Lavrov: US pressuring Russia into passing UN resolution on Syria allowing military force
September 22, 2013
Tags Conflict, Irina Galushko, Military, Politics, Russia, Syria, USA, Yulia Shapovalova
The US is pushing Russia into approving a UN resolution that would allow for military intervention in Syria, in exchange for American support of Syria’s accession to OPCW, Russian Foreign Minister Sergey Lavrov has said.
“Our American partners are starting to blackmail us: ‘If Russia does not support a resolution under Chapter 7, then we will withdraw our support for Syria’s entry into the Organization for the Prohibition of Chemical Weapons (OPCW). This is a complete departure from what I agreed with Secretary of State John Kerry',” Russian Foreign Minister Sergey Lavrov told Channel 1's Sunday Time program.
Chapter 7 of the UN charter would allow for potential military intervention in Syria.
Western countries blinded by 'Assad must go' attitude
The head of Russia’s Foreign Ministry went on to say he was surprised by the West’s “negligent” approach to the conflict.
“Our partners are blinded by an ideological mission for regime change,” said Lavrov. “They cannot admit they have made another mistake.”
Slamming the West’s intervention in Libya and Iraq, the foreign minister stated that military intervention could only lead to a catastrophe in the region. Moreover, he stressed that if the West really was interested in a peaceful solution to the conflict that has raged for over two years, they would now be pushing for Syria’s entry into the OPCW in the first place, not for the ouster of President Bashar Assad.
“I am convinced that the West is doing this to demonstrate that they call the shots in the Middle East. This is a totally politicized approach,” said Lavrov.

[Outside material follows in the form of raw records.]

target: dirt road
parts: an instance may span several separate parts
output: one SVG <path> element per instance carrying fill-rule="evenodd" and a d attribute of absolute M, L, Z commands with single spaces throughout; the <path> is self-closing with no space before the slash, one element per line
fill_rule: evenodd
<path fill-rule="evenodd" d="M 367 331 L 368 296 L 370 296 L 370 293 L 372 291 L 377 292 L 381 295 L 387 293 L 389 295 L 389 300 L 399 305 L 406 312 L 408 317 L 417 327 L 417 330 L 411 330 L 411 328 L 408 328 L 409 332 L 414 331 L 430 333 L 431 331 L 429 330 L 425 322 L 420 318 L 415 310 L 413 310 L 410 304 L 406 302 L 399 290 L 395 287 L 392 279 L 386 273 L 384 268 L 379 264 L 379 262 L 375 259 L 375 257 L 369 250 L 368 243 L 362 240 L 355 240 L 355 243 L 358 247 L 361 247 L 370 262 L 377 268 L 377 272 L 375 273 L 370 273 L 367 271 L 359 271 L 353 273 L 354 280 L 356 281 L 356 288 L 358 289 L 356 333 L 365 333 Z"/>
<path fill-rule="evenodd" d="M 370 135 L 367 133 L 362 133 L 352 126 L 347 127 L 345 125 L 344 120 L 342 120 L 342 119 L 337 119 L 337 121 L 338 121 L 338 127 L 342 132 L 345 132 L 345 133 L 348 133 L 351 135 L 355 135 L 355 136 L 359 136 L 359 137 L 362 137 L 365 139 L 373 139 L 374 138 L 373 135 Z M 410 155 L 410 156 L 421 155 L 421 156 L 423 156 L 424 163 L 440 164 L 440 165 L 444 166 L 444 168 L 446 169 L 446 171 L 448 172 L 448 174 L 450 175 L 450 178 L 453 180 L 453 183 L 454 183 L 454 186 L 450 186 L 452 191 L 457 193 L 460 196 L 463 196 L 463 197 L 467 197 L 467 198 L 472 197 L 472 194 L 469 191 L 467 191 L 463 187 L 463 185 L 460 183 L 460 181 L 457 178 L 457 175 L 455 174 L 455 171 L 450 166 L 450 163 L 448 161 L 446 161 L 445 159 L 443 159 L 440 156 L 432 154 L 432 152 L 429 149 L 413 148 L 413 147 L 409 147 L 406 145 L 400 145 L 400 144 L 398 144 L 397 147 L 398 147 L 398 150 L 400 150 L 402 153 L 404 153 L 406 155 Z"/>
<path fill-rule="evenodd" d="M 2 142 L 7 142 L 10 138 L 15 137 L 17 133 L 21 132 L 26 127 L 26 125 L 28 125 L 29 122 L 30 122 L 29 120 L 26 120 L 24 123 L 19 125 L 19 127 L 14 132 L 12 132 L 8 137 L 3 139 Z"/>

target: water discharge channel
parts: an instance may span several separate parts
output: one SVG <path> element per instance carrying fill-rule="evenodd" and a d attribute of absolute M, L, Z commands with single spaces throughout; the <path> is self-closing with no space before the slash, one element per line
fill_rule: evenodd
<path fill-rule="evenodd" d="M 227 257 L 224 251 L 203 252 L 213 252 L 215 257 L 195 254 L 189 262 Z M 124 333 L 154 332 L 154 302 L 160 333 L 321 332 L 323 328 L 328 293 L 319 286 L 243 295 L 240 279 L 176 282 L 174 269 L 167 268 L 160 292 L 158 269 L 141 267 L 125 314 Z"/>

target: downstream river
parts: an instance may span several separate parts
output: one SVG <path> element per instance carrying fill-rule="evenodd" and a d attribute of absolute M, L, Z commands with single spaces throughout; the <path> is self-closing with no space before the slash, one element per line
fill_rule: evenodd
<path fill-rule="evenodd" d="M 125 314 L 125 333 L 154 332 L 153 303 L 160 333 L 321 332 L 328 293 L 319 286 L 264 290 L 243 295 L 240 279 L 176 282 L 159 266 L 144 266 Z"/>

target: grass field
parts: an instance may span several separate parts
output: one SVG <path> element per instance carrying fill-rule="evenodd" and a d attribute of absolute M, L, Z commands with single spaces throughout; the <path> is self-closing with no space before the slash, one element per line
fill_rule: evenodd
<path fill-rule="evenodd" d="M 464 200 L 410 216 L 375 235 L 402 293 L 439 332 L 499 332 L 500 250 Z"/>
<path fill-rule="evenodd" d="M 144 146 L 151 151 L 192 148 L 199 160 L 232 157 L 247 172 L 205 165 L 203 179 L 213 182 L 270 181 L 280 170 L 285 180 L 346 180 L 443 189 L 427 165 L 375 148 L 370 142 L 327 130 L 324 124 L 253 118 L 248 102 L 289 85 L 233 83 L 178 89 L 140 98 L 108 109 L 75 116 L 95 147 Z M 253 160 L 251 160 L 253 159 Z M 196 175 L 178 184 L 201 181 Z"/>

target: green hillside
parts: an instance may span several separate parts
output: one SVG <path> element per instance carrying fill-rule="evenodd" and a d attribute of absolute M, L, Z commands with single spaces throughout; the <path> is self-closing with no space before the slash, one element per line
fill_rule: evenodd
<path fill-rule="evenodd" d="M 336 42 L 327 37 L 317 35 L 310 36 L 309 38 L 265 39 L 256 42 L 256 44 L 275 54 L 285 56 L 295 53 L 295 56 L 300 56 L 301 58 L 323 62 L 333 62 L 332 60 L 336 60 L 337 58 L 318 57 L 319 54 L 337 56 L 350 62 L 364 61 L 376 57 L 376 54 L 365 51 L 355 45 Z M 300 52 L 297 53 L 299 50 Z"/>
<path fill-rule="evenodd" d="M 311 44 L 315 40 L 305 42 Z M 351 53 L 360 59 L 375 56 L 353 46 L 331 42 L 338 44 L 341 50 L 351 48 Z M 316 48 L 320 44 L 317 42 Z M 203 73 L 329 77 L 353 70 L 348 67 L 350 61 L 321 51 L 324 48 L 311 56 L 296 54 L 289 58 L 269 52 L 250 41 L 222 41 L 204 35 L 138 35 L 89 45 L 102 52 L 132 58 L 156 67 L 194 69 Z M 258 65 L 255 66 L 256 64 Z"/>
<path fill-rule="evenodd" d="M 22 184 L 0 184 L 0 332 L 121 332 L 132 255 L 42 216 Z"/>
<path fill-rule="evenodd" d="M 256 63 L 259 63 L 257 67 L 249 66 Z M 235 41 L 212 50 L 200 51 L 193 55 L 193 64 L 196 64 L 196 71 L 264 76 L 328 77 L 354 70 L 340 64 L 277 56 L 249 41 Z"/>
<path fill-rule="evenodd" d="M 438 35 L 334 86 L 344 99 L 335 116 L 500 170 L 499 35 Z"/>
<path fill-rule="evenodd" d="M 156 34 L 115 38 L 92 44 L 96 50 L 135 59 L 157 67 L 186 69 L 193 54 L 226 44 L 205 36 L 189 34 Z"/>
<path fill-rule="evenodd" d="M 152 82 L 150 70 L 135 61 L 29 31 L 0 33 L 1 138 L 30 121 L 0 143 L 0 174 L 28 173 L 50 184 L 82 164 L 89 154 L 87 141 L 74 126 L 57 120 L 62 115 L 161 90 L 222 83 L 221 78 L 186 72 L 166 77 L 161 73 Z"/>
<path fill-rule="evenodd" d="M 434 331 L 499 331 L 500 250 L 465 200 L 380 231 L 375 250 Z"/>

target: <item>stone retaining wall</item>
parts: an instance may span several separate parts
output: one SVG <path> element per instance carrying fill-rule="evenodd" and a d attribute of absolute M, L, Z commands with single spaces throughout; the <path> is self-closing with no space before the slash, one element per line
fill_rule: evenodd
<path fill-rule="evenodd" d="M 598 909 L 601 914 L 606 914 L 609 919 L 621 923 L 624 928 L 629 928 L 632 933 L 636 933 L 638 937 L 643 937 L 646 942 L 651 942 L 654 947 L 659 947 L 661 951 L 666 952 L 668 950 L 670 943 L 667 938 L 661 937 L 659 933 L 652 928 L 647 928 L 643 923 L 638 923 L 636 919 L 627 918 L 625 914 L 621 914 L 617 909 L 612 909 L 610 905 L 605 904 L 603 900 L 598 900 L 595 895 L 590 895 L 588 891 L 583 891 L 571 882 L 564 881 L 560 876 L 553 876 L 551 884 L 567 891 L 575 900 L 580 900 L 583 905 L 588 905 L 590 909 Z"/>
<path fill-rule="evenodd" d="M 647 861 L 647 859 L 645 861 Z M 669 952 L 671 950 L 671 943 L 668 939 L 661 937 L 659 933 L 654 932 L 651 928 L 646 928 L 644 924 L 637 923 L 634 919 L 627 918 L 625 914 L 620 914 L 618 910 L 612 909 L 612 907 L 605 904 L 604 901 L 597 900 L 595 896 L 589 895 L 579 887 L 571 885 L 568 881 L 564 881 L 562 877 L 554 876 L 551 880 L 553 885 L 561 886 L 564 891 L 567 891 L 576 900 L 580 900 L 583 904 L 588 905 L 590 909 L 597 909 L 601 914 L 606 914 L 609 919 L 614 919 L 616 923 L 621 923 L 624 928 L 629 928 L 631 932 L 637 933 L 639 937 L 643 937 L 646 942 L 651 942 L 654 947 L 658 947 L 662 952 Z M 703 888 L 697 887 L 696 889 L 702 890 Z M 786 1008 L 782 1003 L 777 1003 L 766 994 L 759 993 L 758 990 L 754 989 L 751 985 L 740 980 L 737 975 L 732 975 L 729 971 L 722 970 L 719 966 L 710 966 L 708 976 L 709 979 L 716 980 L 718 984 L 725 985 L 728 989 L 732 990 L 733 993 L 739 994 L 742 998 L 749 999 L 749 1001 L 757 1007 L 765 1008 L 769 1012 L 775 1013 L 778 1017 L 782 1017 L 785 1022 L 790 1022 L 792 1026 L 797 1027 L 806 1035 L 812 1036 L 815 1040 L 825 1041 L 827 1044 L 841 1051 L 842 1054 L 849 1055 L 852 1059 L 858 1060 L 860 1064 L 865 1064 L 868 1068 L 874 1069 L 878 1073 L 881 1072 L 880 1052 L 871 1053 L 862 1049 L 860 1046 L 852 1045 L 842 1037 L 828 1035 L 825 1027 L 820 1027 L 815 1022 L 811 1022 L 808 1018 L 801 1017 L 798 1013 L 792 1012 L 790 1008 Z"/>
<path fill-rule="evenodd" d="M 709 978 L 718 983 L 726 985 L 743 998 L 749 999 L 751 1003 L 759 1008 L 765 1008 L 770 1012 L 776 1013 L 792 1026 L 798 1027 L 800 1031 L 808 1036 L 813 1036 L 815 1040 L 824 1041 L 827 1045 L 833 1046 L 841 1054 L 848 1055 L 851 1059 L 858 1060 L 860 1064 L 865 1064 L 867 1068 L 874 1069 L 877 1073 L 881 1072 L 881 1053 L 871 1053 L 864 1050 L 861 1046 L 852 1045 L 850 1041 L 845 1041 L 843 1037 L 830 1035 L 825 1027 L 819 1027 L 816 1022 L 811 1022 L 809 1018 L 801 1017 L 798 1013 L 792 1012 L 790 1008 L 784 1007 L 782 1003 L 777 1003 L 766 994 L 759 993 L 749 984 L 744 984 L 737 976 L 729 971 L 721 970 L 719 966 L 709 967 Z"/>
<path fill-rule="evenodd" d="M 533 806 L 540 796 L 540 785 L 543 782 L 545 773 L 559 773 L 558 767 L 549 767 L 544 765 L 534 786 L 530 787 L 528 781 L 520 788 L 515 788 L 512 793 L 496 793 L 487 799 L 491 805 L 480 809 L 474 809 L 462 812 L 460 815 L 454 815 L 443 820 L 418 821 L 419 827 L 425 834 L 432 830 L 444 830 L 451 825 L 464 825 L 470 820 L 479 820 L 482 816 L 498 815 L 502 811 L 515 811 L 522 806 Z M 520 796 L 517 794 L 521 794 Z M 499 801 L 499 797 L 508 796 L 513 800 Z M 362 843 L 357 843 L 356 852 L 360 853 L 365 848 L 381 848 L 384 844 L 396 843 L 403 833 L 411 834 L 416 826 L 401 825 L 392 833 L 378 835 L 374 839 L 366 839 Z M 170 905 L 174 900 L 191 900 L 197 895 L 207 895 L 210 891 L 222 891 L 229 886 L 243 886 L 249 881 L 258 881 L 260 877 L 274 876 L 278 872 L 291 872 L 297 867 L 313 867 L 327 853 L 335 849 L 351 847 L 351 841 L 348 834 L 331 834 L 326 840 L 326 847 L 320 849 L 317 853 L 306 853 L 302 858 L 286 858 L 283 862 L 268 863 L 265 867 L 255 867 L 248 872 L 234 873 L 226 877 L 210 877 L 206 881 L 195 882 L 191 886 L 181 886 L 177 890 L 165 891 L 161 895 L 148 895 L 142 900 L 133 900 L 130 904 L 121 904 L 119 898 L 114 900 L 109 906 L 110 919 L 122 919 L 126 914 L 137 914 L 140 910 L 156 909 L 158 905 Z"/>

The Russian foreign minister pointed out that in the case of a military scenario, militants would come to power and Syria would no longer be a secular state. Up to three quarters “of these guys are Jihadists,” including the most radical groups such as Al-Nusra Front and the Islamic State of Iraq and Levant, who want to create an Islamic Caliphate in Syria and in neighboring territories, Lavrov said.
“If our western partners think at least two steps ahead, they cannot but understand it,” Lavrov noted.
As to why the West would want that, Moscow has so far received no clear answer, but hears “mantras” on the necessity to promote democracy and protect human rights, said the minister. That is important, but “responsible politicians should be guided not only by that. Not to care about stability in a key world region is absolutely irresponsible,” he added.
According to Lavrov, some experts alleged that “someone is attempting to create a guided chaos” in the region for their own benefits. However, the foreign minister said he personally sees no possible advantages that Western countries would gain if they were behind moves to stir up instability.
“There’s only an attempt to grasp a straw, and turn a blind eye to the fact that the world is changing and becoming multipolar,” Lavrov concluded.
'A repeat of Geneva 2012'
Lavrov harked back to last year’s Geneva accord which was agreed upon by the international community, including Russia and the US. However, when the resolution went to the Security Council the US demanded that Chapter 7 be included.